Thousands of computers across the globe were “held hostage” during the recent WannaCry ransomware attacks that encrypted files on Microsoft Windows operating systems that had not been either patched or upgraded. The dust has now settled, and what we have learned from those attacks is that they could have been prevented.
As a former hospital CIO, I am prepared to share ideas for how you can best protect your operations and the private, personal data of the patients in your care.
What exactly happened and why it matters
The perpetrators behind the WannaCry attack employed ransomware using what is known as an RSA 2048-bit cipher to encrypt files. (A 128-bit cipher is considered secure to the point of being theoretically impenetrable by brute force—a typical bank uses 256-bit encryption technology.) The attackers then required “ransom” in the form of a bitcoin payment, which if not made immediately, increased incrementally over the time that elapsed until payment was made.
The attack was significant because it exploited known vulnerabilities in the system and software—in other words, it wasn’t a “zero-day attack.” And for that reason, there is no good justification as to why this shouldn’t have been prevented—this attack targeted the known weakness in the Windows XP operating system.
The impact was less severe here in the U.S. than in Europe. That said, it’s still a major concern for healthcare professionals. Primarily, because it is another successful attack against old hardware, unpatched software, and operating systems. As providers and guardians of patients and their protected personal data, we must prioritize and avoid the “it will happen to the other guys, not me” mentality and quit tempting fate.
There are too many physician practices; small, medium, and large hospitals; academic medical centers; expansive integrated healthcare systems; and other healthcare partners who have yet to completely upgrade their Windows desktop environment to a supported operating system. How many Windows XP machines, or just outdated machines, are sitting on your network right now? Each and every one adds risk. To effectively safeguard operations and patient data against attack, the nonchalance must stop.
Actions to take right now
- Scrap the old. Put pressure on vendors to move products from old to new operating systems. This often is easier said than done for individuals in an immense industry, but there are steps that can protect operations and mitigate the risk of a perilous attack. These go far beyond simply installing those patches regularly and emergency patches expediently. If need be, get management involved in taking actionable steps to proactively set that tone.
- It’s time for a risk assessment and analysis. This will identify security gaps and provide detailed actionable steps to mitigate risk and align priorities. The key point is making sure one doesn’t blindly walk through the documentation. One recommendation is to consult the National Institute of Standards and Technology (NIST) Special Publication 800-30, commonly called NIST SP 800-30. Starting with NIST, then applying the SANS Institute’s Top 20 Critical Security Controls for Effective Cyber Defense, is the best way to conduct the risk assessment and analysis. One can even do this internally or enlist the aid of an IT professional if additional assistance is required. The key is making sure your expert has experience in healthcare (e., don’t go to the local drive-thru burger joint for a seafood dinner).
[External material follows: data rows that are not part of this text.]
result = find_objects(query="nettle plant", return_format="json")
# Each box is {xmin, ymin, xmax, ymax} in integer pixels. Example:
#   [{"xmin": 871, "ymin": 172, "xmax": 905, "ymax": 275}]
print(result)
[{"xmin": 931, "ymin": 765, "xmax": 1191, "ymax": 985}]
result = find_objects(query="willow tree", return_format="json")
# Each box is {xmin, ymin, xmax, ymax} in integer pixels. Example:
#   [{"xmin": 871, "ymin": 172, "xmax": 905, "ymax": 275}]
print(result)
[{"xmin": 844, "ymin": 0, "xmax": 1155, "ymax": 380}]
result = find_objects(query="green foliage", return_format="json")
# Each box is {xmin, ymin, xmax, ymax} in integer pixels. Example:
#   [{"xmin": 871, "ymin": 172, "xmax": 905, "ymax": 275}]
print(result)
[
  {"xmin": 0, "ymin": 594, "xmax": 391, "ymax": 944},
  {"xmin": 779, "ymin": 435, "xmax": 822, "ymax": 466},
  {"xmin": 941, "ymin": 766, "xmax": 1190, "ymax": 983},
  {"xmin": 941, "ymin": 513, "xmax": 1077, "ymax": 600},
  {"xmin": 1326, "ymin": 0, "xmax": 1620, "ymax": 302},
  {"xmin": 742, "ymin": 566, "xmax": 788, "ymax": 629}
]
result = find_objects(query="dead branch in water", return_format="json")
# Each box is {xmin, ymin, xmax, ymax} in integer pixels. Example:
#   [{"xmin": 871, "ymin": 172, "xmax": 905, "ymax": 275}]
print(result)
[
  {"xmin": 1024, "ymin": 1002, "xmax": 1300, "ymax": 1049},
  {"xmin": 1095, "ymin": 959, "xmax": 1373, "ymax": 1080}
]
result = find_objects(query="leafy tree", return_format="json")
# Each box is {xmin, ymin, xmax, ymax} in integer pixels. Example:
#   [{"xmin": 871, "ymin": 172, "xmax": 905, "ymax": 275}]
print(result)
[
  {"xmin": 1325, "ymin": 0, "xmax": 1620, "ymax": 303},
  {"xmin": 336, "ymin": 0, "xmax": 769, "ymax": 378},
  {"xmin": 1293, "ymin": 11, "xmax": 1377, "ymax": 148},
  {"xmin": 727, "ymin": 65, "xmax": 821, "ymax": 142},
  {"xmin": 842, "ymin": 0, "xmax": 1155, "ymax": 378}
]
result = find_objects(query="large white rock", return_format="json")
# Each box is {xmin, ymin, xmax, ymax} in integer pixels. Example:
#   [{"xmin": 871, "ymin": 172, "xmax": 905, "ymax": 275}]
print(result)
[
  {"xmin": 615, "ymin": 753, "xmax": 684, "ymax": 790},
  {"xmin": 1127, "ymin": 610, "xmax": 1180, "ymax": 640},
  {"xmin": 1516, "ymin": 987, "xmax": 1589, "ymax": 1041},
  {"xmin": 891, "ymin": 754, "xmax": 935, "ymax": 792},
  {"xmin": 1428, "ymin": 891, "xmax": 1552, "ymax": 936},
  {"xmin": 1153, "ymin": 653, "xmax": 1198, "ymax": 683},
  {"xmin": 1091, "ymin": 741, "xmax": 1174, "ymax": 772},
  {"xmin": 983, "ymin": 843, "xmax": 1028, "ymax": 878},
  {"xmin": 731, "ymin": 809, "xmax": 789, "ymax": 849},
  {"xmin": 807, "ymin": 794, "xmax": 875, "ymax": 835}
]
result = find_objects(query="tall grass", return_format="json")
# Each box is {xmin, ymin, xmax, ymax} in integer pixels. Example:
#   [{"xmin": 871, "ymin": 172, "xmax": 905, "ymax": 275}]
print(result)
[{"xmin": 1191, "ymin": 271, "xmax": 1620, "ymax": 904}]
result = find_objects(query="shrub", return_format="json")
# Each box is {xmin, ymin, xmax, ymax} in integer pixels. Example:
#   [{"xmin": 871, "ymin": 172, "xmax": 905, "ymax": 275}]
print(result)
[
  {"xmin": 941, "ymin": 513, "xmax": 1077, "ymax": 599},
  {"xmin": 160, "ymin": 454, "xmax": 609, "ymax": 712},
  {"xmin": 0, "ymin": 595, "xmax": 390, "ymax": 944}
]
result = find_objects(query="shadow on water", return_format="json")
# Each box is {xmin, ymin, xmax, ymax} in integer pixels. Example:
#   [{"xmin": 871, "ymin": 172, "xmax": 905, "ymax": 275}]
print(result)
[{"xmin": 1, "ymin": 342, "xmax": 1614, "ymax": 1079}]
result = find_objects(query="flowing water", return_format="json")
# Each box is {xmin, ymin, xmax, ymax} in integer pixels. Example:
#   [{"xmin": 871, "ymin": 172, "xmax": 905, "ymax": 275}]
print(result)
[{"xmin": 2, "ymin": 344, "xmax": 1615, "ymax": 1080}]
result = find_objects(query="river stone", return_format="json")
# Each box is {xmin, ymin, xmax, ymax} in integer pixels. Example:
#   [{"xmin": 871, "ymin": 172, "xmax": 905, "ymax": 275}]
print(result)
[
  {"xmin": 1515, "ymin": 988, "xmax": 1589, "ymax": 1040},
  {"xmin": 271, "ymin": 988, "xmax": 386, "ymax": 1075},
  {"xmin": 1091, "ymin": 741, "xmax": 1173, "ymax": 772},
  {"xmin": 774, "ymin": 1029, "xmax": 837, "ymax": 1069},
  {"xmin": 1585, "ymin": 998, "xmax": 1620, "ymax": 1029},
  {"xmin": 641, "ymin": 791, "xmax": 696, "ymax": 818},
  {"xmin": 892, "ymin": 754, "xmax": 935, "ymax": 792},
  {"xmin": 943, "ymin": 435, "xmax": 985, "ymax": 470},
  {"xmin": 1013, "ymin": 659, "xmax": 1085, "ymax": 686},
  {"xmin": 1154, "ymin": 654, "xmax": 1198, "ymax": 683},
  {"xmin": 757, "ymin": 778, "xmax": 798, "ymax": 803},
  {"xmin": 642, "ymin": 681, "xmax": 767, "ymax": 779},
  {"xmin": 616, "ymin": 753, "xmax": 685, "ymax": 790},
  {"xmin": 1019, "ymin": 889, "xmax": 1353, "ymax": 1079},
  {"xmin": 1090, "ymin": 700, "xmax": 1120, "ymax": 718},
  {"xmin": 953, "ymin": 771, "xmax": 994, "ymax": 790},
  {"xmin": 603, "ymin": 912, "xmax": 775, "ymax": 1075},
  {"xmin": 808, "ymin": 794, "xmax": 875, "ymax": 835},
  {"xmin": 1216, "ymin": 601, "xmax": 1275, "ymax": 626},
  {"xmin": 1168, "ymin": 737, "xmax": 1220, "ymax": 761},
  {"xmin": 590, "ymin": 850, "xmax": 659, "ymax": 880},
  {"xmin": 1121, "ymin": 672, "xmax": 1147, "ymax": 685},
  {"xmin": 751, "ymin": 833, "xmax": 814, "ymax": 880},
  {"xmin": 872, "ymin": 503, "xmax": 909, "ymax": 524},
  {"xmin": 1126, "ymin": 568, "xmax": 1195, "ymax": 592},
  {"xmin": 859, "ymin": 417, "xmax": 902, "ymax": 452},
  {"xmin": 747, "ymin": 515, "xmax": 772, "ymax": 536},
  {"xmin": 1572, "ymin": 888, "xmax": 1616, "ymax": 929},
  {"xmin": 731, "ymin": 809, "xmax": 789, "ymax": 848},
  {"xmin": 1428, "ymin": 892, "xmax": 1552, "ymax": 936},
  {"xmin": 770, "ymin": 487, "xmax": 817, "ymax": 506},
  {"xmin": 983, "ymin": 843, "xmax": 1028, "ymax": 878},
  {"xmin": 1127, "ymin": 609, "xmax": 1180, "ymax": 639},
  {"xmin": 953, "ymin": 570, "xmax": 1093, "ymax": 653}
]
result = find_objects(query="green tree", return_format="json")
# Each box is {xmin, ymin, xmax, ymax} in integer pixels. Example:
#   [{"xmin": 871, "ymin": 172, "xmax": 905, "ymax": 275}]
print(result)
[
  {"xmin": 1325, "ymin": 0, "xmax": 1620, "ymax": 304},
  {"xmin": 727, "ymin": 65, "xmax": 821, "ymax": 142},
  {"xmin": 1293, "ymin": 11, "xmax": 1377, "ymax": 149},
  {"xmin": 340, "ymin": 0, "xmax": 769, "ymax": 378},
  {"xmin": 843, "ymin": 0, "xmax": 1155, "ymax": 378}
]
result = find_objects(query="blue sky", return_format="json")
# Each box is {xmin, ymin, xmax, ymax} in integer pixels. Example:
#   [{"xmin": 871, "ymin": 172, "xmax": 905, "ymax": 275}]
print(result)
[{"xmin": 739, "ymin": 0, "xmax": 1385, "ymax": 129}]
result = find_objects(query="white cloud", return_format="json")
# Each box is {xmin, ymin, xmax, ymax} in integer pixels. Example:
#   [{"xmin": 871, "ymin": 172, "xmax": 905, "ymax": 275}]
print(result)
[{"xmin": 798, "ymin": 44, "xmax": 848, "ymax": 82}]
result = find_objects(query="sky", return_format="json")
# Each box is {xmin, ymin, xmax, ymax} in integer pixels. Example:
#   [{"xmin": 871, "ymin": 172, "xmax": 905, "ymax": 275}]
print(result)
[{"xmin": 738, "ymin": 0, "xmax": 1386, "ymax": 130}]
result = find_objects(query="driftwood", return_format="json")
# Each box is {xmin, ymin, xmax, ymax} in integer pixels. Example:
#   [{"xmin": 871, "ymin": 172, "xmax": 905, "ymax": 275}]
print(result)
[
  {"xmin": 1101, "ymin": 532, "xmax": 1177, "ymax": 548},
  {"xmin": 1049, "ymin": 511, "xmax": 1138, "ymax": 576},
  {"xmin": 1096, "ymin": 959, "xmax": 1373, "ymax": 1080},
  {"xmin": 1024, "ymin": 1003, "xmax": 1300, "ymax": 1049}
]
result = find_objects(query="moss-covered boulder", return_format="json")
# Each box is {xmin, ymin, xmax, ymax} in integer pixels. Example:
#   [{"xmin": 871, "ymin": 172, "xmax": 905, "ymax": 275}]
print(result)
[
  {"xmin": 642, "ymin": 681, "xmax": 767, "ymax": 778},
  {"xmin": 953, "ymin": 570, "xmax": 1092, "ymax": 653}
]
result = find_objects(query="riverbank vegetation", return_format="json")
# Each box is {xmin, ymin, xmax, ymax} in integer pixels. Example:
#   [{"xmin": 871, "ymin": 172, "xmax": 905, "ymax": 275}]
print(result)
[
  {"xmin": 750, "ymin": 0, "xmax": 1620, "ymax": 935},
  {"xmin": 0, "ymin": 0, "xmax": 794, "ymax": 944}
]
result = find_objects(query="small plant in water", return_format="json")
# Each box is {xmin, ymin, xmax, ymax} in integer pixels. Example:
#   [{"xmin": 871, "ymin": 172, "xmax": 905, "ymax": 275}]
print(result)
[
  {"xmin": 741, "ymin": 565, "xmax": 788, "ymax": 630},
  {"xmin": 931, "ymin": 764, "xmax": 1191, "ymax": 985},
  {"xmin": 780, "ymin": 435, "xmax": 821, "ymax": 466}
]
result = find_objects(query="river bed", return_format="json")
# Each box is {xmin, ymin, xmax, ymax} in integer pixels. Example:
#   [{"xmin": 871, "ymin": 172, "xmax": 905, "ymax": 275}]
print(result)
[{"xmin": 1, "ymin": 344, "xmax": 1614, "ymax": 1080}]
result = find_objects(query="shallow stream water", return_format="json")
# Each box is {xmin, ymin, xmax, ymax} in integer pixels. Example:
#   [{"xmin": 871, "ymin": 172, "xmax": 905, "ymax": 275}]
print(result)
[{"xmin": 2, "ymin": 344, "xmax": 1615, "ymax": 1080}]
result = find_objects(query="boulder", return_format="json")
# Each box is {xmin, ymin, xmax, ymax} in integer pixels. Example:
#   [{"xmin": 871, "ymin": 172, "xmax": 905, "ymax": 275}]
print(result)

The financial impact of falling victim
The healthcare industry is complex, and the healthcare environment is not merely another security company model. There is no shortage of hackers who revel in the conquest of exposing vulnerabilities. Over the years, hacking has become a viable career track, with some offenders specifically targeting healthcare. It’s not like the old days where one sat around waiting to see if an attack happened to someone else.
The costs and disruption of service can be crippling, but pale in comparison to costs associated with a breach. If you are a Covered Entity or even a Business Associate, a risk assessment and analysis is required annually; and federal authorities are auditing for compliance. The Department of Health and Human Services must intake and review 100% of reported breaches. Many result in full HIPAA compliance reviews ending with fines and public embarrassment. Once those hefty fines are levied, the financial impact will be greater than any upfront investment in system upgrades or risk assessment fees. It simply does not make sound financial sense to wait for a breach.
What would your “health inspection score” be?
Patients often are provided with a false security blanket—that their personal data is safe with providers. Patients are not privy to the results of risk analyses, nor will they know if risk-mitigating actions were taken to secure data. The Health Department rates restaurants after inspecting their facilities for critical health violations. While healthcare providers are not currently given an inspection score, those days could be ahead if regulations change. If subject to a “data safety score” today, how would your operations fair? If your patients and clients saw a low score on your door, how would they feel about entrusting their personal, protected data and their lives to your facility? Patients might turn around and locate a provider more proactive at protecting private data by mitigating the known risks. The last thing any enterprise needs is a PR fiasco that could have been avoided through preventive measures.